Australia provides access to the Office of Parliamentary Counsel drafter to its MPs for drafting of PMBs. Canada provides the assistance of a legislative counsel in drafting PMBs to ensure that they conform with the Canadian Constitution, statutory laws and legislative and parliamentary conventions, should they be given the royal assent.
Often, MPs don’t even have such wherewithal with which they can draft a fool proof bill. Thus, we see many substandard or legally flawed PMBs being introduced on the floor of the House.
Presently, the availability of help for PMB to each MP depends upon their own resources. Few MPs also rely on their respective Legislative Assistant to Member of Parliament (‘LAMP’) Fellows for such drafting, provided to them by the non-profit organization PRS Legislative Research as part of its long-standing LAMP Fellowship. Thus, in the list of PMBs, we see the names of front benchers dominate the list.

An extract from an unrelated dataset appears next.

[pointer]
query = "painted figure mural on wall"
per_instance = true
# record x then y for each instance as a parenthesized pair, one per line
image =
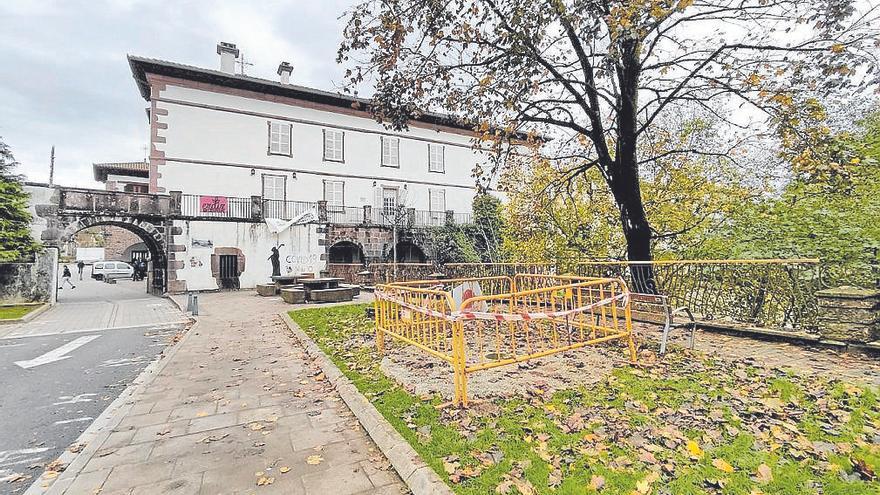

Also read: The Decline of the Parliamentary Process in India
Making PMBs work
Members in the House represent diverse interests and ideas. Often, PMBs are the culmination of these ideas which doesn’t necessarily trigger academic debate but also serves as a clue for the government for its own laws and policies on the subject. In 2015, a PMB moved by Dravida Munnetra Kazhagam MP Tiruchi Siva called the Rights of Transgenders Persons Bill, 2014 was passed by Rajya Sabha. The government asked the MP to withdraw the bill (the PMB ultimately lapsed) and promised to bring its own comprehensive legislation for transgender people. The government bill was introduced and passed by the Parliament in 2019.

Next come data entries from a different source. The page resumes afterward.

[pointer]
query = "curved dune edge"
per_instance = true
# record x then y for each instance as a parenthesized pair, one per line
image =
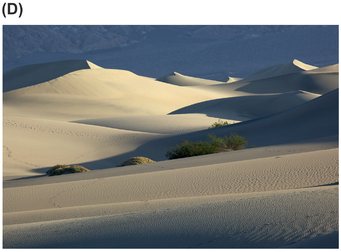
(248, 107)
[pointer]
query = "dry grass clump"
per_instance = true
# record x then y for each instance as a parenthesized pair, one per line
(60, 169)
(212, 145)
(136, 161)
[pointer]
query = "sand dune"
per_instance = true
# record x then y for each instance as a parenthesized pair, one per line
(290, 67)
(319, 81)
(94, 93)
(183, 80)
(232, 186)
(283, 193)
(34, 74)
(248, 107)
(163, 124)
(229, 79)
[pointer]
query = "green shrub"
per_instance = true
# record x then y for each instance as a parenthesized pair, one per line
(212, 145)
(136, 161)
(219, 124)
(60, 169)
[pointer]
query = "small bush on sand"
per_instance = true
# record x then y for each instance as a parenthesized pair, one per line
(219, 124)
(212, 145)
(136, 161)
(60, 169)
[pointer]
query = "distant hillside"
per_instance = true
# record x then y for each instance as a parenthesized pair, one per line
(210, 52)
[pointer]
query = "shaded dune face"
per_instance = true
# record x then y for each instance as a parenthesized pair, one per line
(34, 74)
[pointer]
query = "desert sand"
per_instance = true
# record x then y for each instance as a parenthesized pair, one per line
(281, 193)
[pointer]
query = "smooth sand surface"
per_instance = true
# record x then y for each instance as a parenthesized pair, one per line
(282, 193)
(183, 80)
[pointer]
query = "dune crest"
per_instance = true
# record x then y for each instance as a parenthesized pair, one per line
(280, 69)
(183, 80)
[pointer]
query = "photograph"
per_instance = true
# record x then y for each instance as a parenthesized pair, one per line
(160, 133)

The increase in deliberation time will only improve the quality of debates, instead of mere introduction of bills. According to an analysis in the 16th Lok Sabha, out of 900 PMBs, only two per cent were discussed, and in 14th Lok Sabha, there were 328 such bills introduced, of which only 14 were discussed.
The topics of PMBs inform the public of the Parliament’s stand on an issue. For instance, the recent discussion on two PMBs: the Compulsory Voting Bill, 2019 and the Population Regulation Bill, 2019 have addressed two important issues and stirred debates in academia and policy circles.
The involvement of committees and availability of resources can improve the quality of these PMBs and make them more representative, increasing their chance of becoming laws. New Zealand passed a PMB in 2019 called the End of Life Choice Act 2019, which deals with euthanasia and assisted suicide. In Australia, we saw a PMB becoming law in 2017 in the form of the Marriage Amendment (definition of Religious freedoms) Act 2017.
Outlook defined PMBs as “often heard, hardly discussed and rarely passed”. The purpose of these suggestive measures is to change it to – frequently heard, often discussed and sometimes passed.